Stern’s market has spiked recently as keen buyers focus on overlooked modern masters. Her career-defining achievements as a painter were made in Europe and Africa amid the geo-political conflict of the 1930s. She completed the portrait in the Bonhams sale in 1946 during her second trip to the Belgian Congo. The woman depicted, a member of the Tutsi (Watussi) aristocracy, is shown in traditional ceremonial Rwandan dress, and is said to be a member of the Rwandan nobility who became a political exile after Belgian colonization in the 1930s. It is one of two portraits of the woman that were included in Stern’s major 1947 solo exhibition at the Galerie des Beaux Arts in Paris.

Peppiatt attributed the competitive bidding for the work to the sitter’s having been someone “whose innate nobility Stern deeply admired.” Other notable modern paintings were still life works by Nigerian artist Demas Nwoko, which sold for £187,000 – and another by Stern which went for £87,000.

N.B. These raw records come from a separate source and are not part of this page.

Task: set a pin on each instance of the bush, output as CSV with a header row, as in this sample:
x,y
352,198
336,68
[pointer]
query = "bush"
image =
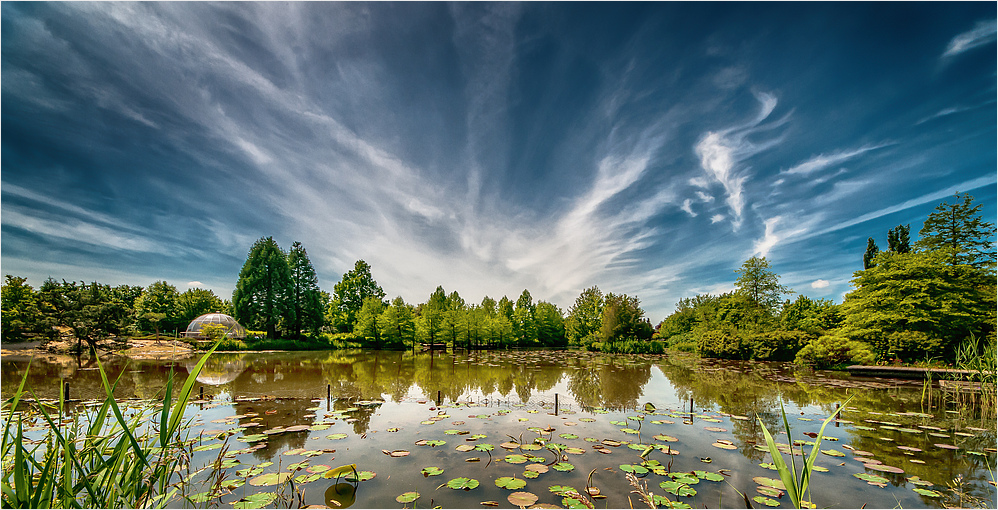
x,y
835,351
777,345
721,344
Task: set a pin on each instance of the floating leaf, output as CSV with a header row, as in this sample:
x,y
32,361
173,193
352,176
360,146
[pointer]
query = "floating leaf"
x,y
270,479
763,500
509,482
360,476
407,497
927,492
463,483
522,499
866,477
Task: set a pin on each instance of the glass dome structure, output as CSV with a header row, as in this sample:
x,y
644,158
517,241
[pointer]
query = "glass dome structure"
x,y
233,328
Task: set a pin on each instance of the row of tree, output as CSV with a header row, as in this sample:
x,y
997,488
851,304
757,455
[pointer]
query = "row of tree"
x,y
910,302
92,312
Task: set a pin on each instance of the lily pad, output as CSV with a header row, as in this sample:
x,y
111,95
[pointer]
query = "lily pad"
x,y
463,483
509,482
522,499
563,466
431,471
407,497
763,500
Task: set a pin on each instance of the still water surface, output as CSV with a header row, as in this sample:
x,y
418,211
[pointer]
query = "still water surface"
x,y
350,407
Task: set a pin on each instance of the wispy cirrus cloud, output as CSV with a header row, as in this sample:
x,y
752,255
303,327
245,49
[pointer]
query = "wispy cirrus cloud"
x,y
823,161
721,153
982,33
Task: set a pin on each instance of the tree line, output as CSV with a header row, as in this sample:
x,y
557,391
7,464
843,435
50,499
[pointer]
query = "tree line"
x,y
911,302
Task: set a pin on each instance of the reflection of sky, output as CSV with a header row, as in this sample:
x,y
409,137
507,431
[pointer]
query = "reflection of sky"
x,y
648,148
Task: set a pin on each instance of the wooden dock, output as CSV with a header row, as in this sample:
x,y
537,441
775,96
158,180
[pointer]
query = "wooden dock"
x,y
908,372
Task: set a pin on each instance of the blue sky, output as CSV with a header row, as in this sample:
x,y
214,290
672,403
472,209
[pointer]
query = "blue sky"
x,y
646,148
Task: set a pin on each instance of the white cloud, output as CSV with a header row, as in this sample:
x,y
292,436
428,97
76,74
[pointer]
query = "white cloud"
x,y
982,33
720,153
686,207
822,161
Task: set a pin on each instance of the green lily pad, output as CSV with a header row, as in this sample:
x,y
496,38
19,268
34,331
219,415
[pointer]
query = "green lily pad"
x,y
563,466
463,483
763,500
431,471
509,482
522,499
407,497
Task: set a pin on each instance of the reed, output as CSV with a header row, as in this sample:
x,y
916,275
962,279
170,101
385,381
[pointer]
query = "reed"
x,y
108,459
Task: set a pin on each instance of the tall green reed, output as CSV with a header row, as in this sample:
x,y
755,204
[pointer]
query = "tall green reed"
x,y
797,483
101,461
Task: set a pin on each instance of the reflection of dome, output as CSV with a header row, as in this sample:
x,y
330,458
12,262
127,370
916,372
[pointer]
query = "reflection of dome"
x,y
233,329
219,369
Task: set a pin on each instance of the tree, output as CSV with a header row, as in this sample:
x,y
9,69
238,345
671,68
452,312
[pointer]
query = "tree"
x,y
761,285
193,303
920,292
306,296
585,316
550,325
349,295
871,252
367,320
958,231
19,307
156,308
623,319
263,294
898,240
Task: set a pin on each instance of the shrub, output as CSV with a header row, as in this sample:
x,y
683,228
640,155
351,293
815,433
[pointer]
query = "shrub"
x,y
777,345
834,351
721,344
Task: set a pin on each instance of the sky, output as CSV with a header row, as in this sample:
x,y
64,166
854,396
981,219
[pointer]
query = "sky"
x,y
646,148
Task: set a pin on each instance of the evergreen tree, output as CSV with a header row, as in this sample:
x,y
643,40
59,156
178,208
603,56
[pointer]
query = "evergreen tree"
x,y
19,305
758,282
871,252
263,294
157,307
306,296
585,316
349,295
898,239
958,231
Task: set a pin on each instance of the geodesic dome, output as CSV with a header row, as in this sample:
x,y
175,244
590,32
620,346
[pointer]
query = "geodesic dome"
x,y
233,328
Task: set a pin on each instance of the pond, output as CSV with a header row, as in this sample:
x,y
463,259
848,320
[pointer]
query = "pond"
x,y
412,423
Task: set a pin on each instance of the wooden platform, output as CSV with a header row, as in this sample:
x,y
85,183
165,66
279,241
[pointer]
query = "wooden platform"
x,y
907,372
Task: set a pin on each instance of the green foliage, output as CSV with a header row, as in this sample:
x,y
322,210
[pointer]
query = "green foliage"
x,y
835,351
19,305
263,294
725,344
349,295
157,308
306,298
958,231
100,464
193,303
757,281
871,252
585,316
921,292
623,319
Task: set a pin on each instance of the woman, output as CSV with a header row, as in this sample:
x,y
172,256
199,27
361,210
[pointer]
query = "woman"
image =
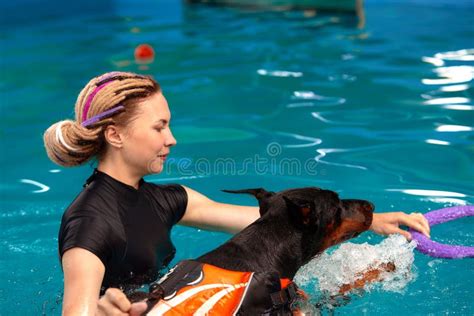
x,y
116,233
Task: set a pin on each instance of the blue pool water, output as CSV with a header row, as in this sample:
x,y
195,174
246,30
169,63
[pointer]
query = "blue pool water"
x,y
259,99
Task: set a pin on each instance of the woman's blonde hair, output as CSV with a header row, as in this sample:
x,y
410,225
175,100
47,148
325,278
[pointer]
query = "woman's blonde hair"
x,y
108,99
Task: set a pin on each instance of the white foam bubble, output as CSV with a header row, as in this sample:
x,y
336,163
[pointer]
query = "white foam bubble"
x,y
328,272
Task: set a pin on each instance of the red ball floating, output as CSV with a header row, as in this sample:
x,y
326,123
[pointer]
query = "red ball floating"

Also contributing to the sale’s solid numbers was an archive of more than 1,000 images sourced from the family-run studio of South African photographer, Z.J.S Ndimande, which brought in £40,000. Founded in 1940, the Greystown studio was forced to relocate in 1968 due to pre-apartheid redistricting. Taken between 1964-1983, the set of photographs represent a time of communal resistance throughout the nation — regional photo studios were crucial spaces for documenting citizens during political strife, and Ndimande’s shoots vividly capture each sitter.